On agit avec le patient et pour lui ; faire autrement est inenvisagable

Autre aspect de l’arsenal thérapeutique : la psycho-éducation, qui joue un rôle majeur pour fournir au malade la connaissance nécessaire sur sa pathologie et favoriser la confiance, la compréhension et la libération de la parole. La question de l’empowerment est prépondérante ; faire en sorte que le patient ne soit plus seulement destinataire d’une information qui provient du corps soignant mais qu’il passe du statut de sujet à celui de partie prenante a une incidence sur le cercle vertueux qui peut se mettre en place pour améliorer sa prise en soin, se réjouit E. Mariani. La stratégie en question ne se limite d’ailleurs pas à la simple prise de molécules ; l’ensemble des aspects de la vie du patient, de son environnement et de ses besoins sont des éléments à prendre en compte. Nous nous devons de rendre les familles partenaires, d’écouter le patient et comprendre son projet et sa dynamique de vie. On avance avec lui et pour lui ; faire autrement est inenvisageable, estime l’infirmière lyonnaise. C’est d’autant plus vrai que certains moments de la vie des personnes atteintes sont plus critiques que d’autres. C’est le cas du retour à domicile, potentiellement générateur d’angoisse et d’un sentiment de solitude difficile à vivre. Même si ces approches ne sont pas destinées à la totalité des patients car elles demandent une forte implication, elles apportent de nombreux bénéfices, rapporte L. Coustet.

Passeport BP

Parmi les initiatives les plus récentes, Passeport BP (pour Passeport bipolaire) a vu le jour voilà quelques semaines seulement. Sur impulsion du Ministère de la santé et sous l’égide de la fondation FondaMental, le projet tombe sous le coup de l’expérimentation 51 et s'appuie sur un infirmier formé au case management en psychiatrie, un processus par lequel on répond aux besoins complexes et multiples des patients.

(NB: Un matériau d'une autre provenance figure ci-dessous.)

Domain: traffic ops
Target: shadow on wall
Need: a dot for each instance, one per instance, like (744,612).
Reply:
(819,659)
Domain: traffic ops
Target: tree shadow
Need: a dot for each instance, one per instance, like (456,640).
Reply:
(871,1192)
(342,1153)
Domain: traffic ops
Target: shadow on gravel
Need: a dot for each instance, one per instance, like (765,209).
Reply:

Il prévoit la participation de quatre centres hospitaliers (Bron, Clermont-Ferrand, Besançon et Créteil) et inclut plus de 2 000 patients atteints de troubles bipolaires. Objectif principal : prévenir les rechutes des malades en les accompagnant dans leur processus de rétablissement et collecter des données de nature à évaluer la qualité des soins d’ici trois à quatre ans environ. La contribution infirmière vient en soutien de l’expertise médicale du psychiatre (diagnostic, vérification des critères d’étude…), essentielle au moment de la consultation d’inclusion du malade, précise L. Coustet. Puis nous prenons le relais environ deux semaines après et assurons le suivi et sa coordination tous les trois mois environ pour créer une alliance avec le patient et le rendre aussi autonome que possible. La plateforme de suivi contient le dossier du patient, son programme personnalisé de soins, ses éléments médicaux (comorbidités, données thymiques…). Soignants du programme et patients y ont accès. Pour personnaliser au mieux le suivi, des seuils d’alerte sont déterminés au moment de l’inclusion grâce à des échelles de ressenti portant sur l’humeur, l’énergie physique, le sommeil, l’irritabilité, mais également sur les variations de poids. Deux applications complètent le dispositif : "Simple", qui propose des conseils dédiés en matière de psycho-éducation, et "Happy neuron", qui établit un programme d’exercices de remédiation sur 14 semaines. Nos patients ont besoin d’avoir un référent, de sentir qu’ils ne sont ni seuls ni stigmatisés, insiste Laëtitia Coustet. Et sa consœur d’abonder : espérons que la crise du Covid-19 et ses implications permettent de réviser nos représentations collectives, souvent négativement connotées, des maladies psychiatriques. Car de beaux projets restent à mettre en place pour les malades concernés.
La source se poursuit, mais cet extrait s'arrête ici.